Memory Monday: Food and Clothing Part 2

My Great-Great Grandfather

FOOD AND CLOTHING PART 2
Last week, I shared what a man would eat in sixty years according to the magazine Facts for Farmers, also the Family Circle from 1865. The picture above is my great-great grandfather. He was born in 1801 and died in 1881, so he would have eaten a bit more food that was listed last week. Today, I am sharing—from the same article—how much fabric it would take to cloth the same gentleman back then. When you think about what we wear today—lots of tees, shorts, and jeans, it seems almost impossible for one person to use that much fabric for his or her clothes even in sixty years. Here is the second part of that article:
We estimate that a full-dressed man carries about fifty yards of cloth upon his body, or at least it has taken so many square yards of Cloth to make the following garments:
one under and one over shirt and drawers, eight yards; vest, with all its inside and out, four yards; coat, overcoat, and cloak, 32 yards; the handkerchiefs in the coat and cloak pockets, two yards; pants, lined, four yards.
Then we may add a night-shirt, four yards, and morning wrapper, 10 yards, and we have 64 yards for a single suit.
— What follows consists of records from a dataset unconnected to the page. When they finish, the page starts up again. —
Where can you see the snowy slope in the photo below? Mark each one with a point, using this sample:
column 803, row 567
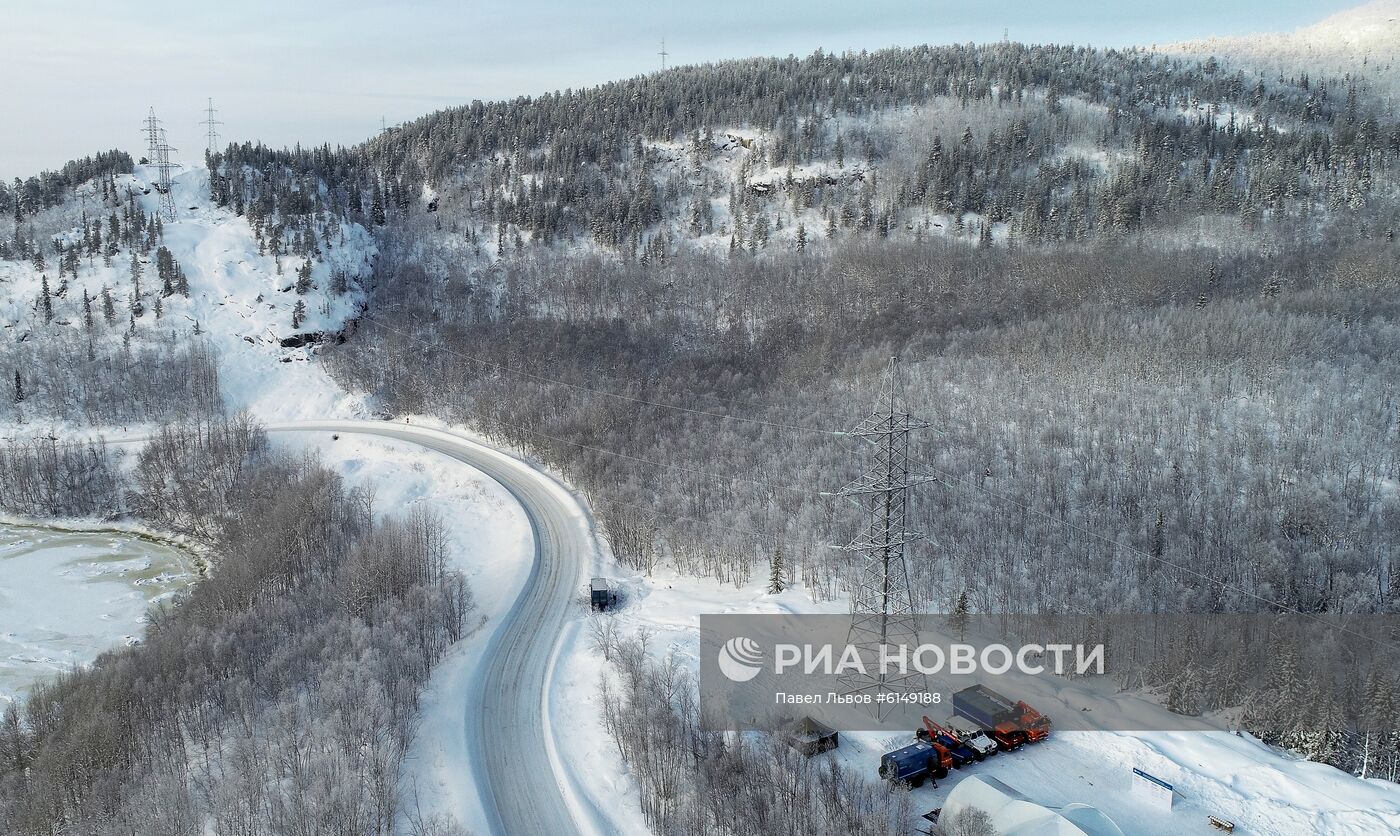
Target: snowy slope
column 238, row 298
column 1364, row 39
column 1260, row 789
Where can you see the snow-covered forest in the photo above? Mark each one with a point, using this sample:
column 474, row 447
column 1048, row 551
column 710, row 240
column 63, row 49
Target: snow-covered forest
column 1147, row 303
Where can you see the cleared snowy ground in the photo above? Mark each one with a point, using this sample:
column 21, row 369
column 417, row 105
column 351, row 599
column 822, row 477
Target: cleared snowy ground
column 66, row 595
column 1260, row 789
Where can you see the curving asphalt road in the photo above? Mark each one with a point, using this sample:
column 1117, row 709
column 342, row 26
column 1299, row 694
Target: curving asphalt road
column 507, row 712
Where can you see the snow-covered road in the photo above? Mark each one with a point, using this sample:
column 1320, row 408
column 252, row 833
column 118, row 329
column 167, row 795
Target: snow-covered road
column 511, row 737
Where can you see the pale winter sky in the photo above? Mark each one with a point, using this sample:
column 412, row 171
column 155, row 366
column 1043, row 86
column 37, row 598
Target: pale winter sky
column 80, row 74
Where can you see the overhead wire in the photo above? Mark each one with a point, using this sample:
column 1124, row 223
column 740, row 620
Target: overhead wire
column 962, row 482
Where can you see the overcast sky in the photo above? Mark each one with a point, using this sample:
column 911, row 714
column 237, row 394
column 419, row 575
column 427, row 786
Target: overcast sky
column 80, row 74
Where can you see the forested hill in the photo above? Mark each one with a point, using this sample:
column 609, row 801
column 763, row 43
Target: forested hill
column 1029, row 142
column 1148, row 303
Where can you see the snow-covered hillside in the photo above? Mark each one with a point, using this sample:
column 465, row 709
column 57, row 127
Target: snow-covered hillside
column 1364, row 39
column 241, row 298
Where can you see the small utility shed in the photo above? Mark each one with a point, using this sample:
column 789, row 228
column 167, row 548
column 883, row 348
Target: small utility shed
column 1014, row 814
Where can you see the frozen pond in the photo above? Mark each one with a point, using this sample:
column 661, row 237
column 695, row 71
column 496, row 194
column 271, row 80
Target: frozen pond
column 67, row 595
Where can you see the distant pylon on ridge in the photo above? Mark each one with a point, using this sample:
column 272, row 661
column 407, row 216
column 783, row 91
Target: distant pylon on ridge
column 212, row 126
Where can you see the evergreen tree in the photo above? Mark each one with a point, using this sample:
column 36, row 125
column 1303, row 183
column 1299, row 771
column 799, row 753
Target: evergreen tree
column 777, row 570
column 961, row 616
column 45, row 301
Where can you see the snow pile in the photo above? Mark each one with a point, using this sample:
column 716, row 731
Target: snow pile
column 241, row 300
column 1235, row 777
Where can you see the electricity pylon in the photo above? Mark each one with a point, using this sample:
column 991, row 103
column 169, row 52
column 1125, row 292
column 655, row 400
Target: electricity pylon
column 160, row 157
column 212, row 126
column 882, row 608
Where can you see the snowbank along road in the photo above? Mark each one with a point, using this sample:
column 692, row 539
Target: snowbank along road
column 510, row 733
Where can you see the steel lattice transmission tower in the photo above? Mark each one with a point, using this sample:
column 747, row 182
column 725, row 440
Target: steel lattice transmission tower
column 160, row 157
column 882, row 608
column 212, row 128
column 153, row 136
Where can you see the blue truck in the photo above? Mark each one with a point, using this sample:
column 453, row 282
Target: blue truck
column 959, row 752
column 910, row 765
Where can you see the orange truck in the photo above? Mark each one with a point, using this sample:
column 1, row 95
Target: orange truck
column 1008, row 723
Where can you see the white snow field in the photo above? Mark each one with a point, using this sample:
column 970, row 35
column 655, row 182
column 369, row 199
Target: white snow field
column 238, row 298
column 67, row 594
column 1257, row 787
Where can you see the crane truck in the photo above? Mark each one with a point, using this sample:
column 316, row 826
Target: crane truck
column 945, row 740
column 1008, row 723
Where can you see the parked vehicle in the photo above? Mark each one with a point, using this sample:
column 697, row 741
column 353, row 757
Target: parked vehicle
column 972, row 735
column 1008, row 723
column 602, row 597
column 910, row 765
column 959, row 754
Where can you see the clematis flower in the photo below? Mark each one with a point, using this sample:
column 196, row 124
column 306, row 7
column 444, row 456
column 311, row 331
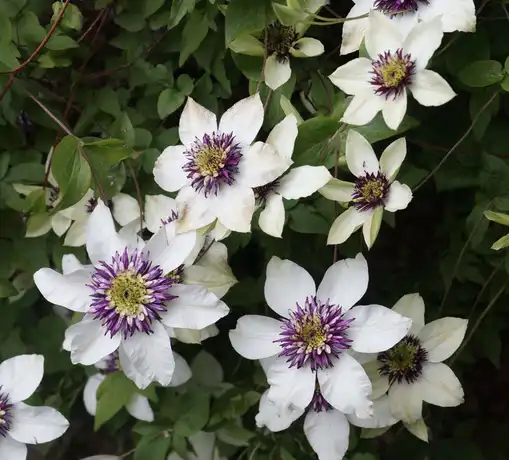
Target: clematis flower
column 128, row 296
column 311, row 341
column 298, row 182
column 395, row 65
column 283, row 42
column 139, row 406
column 20, row 423
column 373, row 191
column 456, row 15
column 216, row 168
column 413, row 372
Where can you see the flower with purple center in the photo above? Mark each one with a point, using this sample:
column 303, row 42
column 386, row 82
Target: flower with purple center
column 21, row 423
column 373, row 191
column 396, row 65
column 308, row 345
column 455, row 15
column 314, row 334
column 217, row 166
column 127, row 298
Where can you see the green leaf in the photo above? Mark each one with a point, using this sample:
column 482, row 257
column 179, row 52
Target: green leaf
column 244, row 17
column 193, row 34
column 115, row 392
column 169, row 100
column 481, row 73
column 71, row 172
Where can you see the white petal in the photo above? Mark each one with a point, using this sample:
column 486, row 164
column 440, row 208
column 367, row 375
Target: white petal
column 277, row 72
column 423, row 41
column 337, row 190
column 36, row 425
column 439, row 386
column 255, row 336
column 13, row 450
column 411, row 306
column 89, row 342
column 140, row 409
column 168, row 172
column 328, row 434
column 394, row 110
column 430, row 89
column 60, row 224
column 303, row 181
column 261, row 164
column 195, row 121
column 382, row 35
column 125, row 208
column 363, row 108
column 354, row 76
column 244, row 119
column 406, row 401
column 182, row 372
column 272, row 217
column 283, row 135
column 151, row 354
column 344, row 283
column 90, row 393
column 307, row 47
column 158, row 208
column 346, row 386
column 442, row 337
column 392, row 158
column 382, row 416
column 102, row 239
column 289, row 386
column 275, row 419
column 235, row 207
column 399, row 197
column 69, row 291
column 346, row 224
column 70, row 263
column 286, row 285
column 375, row 328
column 77, row 234
column 20, row 376
column 360, row 157
column 194, row 308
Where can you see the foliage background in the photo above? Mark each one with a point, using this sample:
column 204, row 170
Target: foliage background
column 122, row 70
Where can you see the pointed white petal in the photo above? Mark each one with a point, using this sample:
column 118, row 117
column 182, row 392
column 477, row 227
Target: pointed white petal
column 255, row 336
column 286, row 285
column 442, row 337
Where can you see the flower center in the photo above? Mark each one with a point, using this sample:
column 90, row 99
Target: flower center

Allow six of these suits a year—of some garments he will want more, and some less than six, but take that as an average, and we have 384 yards for the gentleman's wardrobe one year. Multiply that by sixty years, and two have 23,040 yards of cloth, which appears a fair allowance, as we throw out the ten years of childhood.
With these garments be will want each year two pair of boots, two pair of shoes, two pair of slippers, two pair of rubbers or overshoes-480 pairs. With these he will wear sixty dozen pairs of stockings and (four hats a year) 240 hats.
I will say nothing about the yards of cloth that he will want about his toilet and table, his carpets and curtains, and his bed, with its daily change of bedding; but you can imagine it would make a large spread. The great question for consideration, in an agricultural point of view, is this: Could such a consumer of earth's products produce as much as he consumed, with all industry applied during life, or would he be dependent upon the labor of others?


I don’t know about you, but I’ll stick to the tees, jeans, crocs, and an occasional jacket. What about you?